После парниковой атмосферы больницы снаружи казалось холодно. Татьяна поежилась, и Глория предложила ей зеленый короткий макинтош. Превращавший Глорию в клон любой женщины средних лет, на Татьяне плащ смотрелся вполне стильно. Она выплюнула жвачку и закурила, одновременно тараторя по-русски в мобильник. Глория ощутила невольное восхищение. Татьяна была куда интереснее ее собственной дочери.

— Для вас это сюрприз, — сказала ей Татьяна, закончив телефонный разговор.

— Пожалуй, — согласилась Глория, — так и есть. Я всегда представляла, что он отправится на тот свет с поля для гольфа. Конечно, он еще не совсем нас покинул.

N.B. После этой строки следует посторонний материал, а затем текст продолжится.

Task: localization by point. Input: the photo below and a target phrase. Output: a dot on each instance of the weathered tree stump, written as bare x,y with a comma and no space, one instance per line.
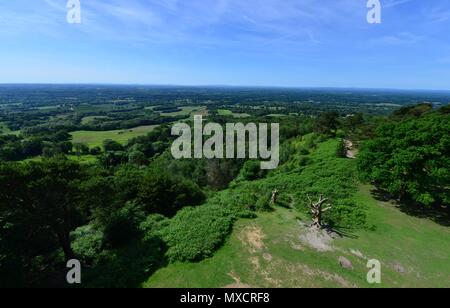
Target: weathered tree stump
317,211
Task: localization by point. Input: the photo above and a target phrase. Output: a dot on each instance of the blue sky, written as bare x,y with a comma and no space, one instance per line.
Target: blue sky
305,43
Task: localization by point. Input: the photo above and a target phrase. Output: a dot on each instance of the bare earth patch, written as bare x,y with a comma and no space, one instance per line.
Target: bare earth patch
237,284
319,240
253,237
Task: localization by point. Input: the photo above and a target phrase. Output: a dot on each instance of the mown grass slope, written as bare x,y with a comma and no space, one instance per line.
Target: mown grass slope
268,251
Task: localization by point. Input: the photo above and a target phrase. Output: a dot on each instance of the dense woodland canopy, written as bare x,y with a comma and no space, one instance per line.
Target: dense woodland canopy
134,208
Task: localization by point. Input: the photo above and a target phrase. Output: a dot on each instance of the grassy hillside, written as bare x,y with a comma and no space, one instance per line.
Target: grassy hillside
276,249
96,138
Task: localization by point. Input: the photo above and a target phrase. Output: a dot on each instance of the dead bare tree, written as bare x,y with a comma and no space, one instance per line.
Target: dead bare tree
274,198
317,211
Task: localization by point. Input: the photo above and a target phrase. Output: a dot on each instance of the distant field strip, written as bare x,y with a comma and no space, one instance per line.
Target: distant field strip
186,111
94,139
229,113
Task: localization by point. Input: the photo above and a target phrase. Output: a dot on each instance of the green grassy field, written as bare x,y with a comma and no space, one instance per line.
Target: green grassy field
4,130
229,113
83,159
187,111
93,138
266,252
90,119
271,250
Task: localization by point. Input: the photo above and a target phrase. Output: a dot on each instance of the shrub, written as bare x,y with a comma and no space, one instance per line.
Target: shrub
195,233
87,242
123,225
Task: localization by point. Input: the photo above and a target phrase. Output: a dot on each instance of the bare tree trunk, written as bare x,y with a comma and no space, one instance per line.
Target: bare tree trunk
274,198
317,211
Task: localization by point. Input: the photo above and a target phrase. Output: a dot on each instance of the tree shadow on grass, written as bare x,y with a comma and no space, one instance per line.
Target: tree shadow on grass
437,214
129,266
342,231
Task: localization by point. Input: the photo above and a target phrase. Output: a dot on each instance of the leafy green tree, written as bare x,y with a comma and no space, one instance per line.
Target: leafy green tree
161,194
137,158
81,149
45,195
411,159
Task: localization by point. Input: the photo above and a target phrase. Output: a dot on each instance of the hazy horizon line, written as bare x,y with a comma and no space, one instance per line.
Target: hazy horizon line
222,86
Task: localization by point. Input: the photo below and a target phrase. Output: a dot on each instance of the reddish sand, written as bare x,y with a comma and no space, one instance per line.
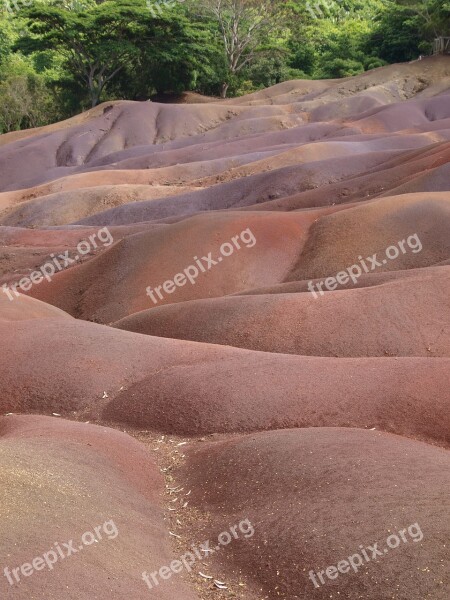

Татьяна похлопала ее по плечу:

— Не волнуйтесь, Глория. Скоро покинет.

— Думаете?

Татьяна уставилась вдаль, словно прорицательница.

— Поверьте. — Она снова поежилась, но уже, казалось, не от холода, и сказала: — А сейчас мне пора. — Она выскользнула из макинтоша элегантным, даже слегка театральным движением, и Глория предположила, что девушка когда-то занималась балетом, но Татьяна покачала головой и, возвращая плащ, бросила: — Трапеция.